This season was another step forward for the Kansas State baseball program.
And next season, it might be another.
Yes, the Wildcats will lose a few seniors — notably Tanner Witt, Jon Davis and Joe Flattery — while drafted juniors Jared King, Ross Kivett and Shane Conlon all have big decisions to make. But the Wildcats will also return a promising young group that has to be hungry for even more.
K-State has a stable of young arms, many that carried big loads this year. But many have more to learn and improvements to make. If they turn the corner, they can be even better.
Jake Matthys will be back for K-State after a standout season, as will freshmen arms like Blake McFadden, Levi MaVorhis and Jordan Witcig.
Nate Williams and Matt Wivinis will be just juniors. Gerardo Esquivel and Jared Moore will be seniors.
Going into this past season, it was believed hitting would carry the Wildcats. And though that was the case for much of the season, there were signs pitching had a chance to be this team’s strength down the road — perhaps as soon as next year.
K-State will lose key parts of its offense that ranked second nationally this past season. You’re likely to see some familiar faces in new places next spring, ready to make their own impact.
Infielder Lance Miles and outfielder Mitch Meyer shared duties as designated hitters this season. Both are expected to compete for open spots in the field next season, as is the same with Damion Lovato and Manhattan High product Kyle Speer.

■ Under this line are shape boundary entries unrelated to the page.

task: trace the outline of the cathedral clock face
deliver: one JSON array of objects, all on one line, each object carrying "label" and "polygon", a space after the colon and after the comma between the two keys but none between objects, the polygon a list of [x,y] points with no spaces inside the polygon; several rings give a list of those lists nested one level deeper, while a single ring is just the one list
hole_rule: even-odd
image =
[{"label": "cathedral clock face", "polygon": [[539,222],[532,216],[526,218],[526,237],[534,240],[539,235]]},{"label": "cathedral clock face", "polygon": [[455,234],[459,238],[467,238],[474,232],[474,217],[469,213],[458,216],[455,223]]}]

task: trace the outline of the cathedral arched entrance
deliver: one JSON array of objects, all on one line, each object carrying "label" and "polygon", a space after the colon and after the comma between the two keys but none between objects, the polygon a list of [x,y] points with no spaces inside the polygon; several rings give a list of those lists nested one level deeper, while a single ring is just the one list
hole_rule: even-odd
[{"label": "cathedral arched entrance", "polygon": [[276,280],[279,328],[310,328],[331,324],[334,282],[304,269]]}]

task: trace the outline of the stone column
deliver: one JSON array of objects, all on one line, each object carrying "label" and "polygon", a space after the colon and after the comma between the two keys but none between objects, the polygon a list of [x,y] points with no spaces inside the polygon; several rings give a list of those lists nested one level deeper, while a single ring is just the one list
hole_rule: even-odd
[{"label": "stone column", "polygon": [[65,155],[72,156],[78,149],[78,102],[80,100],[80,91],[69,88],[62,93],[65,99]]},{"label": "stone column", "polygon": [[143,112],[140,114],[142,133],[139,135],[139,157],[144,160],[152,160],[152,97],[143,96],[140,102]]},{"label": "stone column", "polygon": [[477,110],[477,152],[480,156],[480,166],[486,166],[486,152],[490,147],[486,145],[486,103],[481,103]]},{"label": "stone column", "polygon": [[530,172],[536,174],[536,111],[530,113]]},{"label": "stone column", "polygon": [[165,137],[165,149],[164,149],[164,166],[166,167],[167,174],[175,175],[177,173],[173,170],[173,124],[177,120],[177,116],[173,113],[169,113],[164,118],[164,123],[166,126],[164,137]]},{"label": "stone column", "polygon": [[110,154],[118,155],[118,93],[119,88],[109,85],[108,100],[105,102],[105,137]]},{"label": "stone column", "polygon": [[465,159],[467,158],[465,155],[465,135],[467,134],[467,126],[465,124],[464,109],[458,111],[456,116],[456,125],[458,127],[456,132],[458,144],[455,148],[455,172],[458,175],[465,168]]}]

The Wildcats will be returning all-conference performers like Austin Fisher, Blair DeBord, RJ Santigate and, maybe, Conlon.
The effects of this year’s Super Regional finish might be felt for some time throughout the program. Going into the Wildcats’ first home NCAA Regional, K-State associate athletic director Casey Scott said hosting a regional and advancing to a super were two milestones that could help push the program another step forward.
K-State isn’t so easy to ignore these days. No, the Wildcats don’t have the rich baseball history that many of its Big 12 foes have. But neither did the football team when Bill Snyder elevated it to new heights in his first go-around as coach.
Hill has been able to successfully add to a foundation built with sweat and hard work by former coach Mike Clark. Hill took his winning history as a Division-II head coach — molded it and shaped it to fit K-State. It’s worked.
Since Hill arrived in 2004, the Wildcats have played in four regionals, won a Big 12 title and added a super regional appearance.
The Wildcats were two runs away from playing in the College World Series. They tested the adage of “good pitching beats good hitting” with tenacity. And they showed the Big 12 might be in better shape than so-called experts initially thought.
In a conference so often dominated by big money programs like Texas and Oklahoma, the Wildcats have inserted themselves as a new contender in the new Big 12. And on paper, they appear to have what it takes to come back, make another run at the Big 12 title and get back to the postseason.
The pain of falling a game short of going to the College World Series might linger for a few weeks, but it might also push K-State forward next season. In 2012, a bad season kept the Wildcats out of the postseason for the first time in three years. Perhaps extra motivation this season?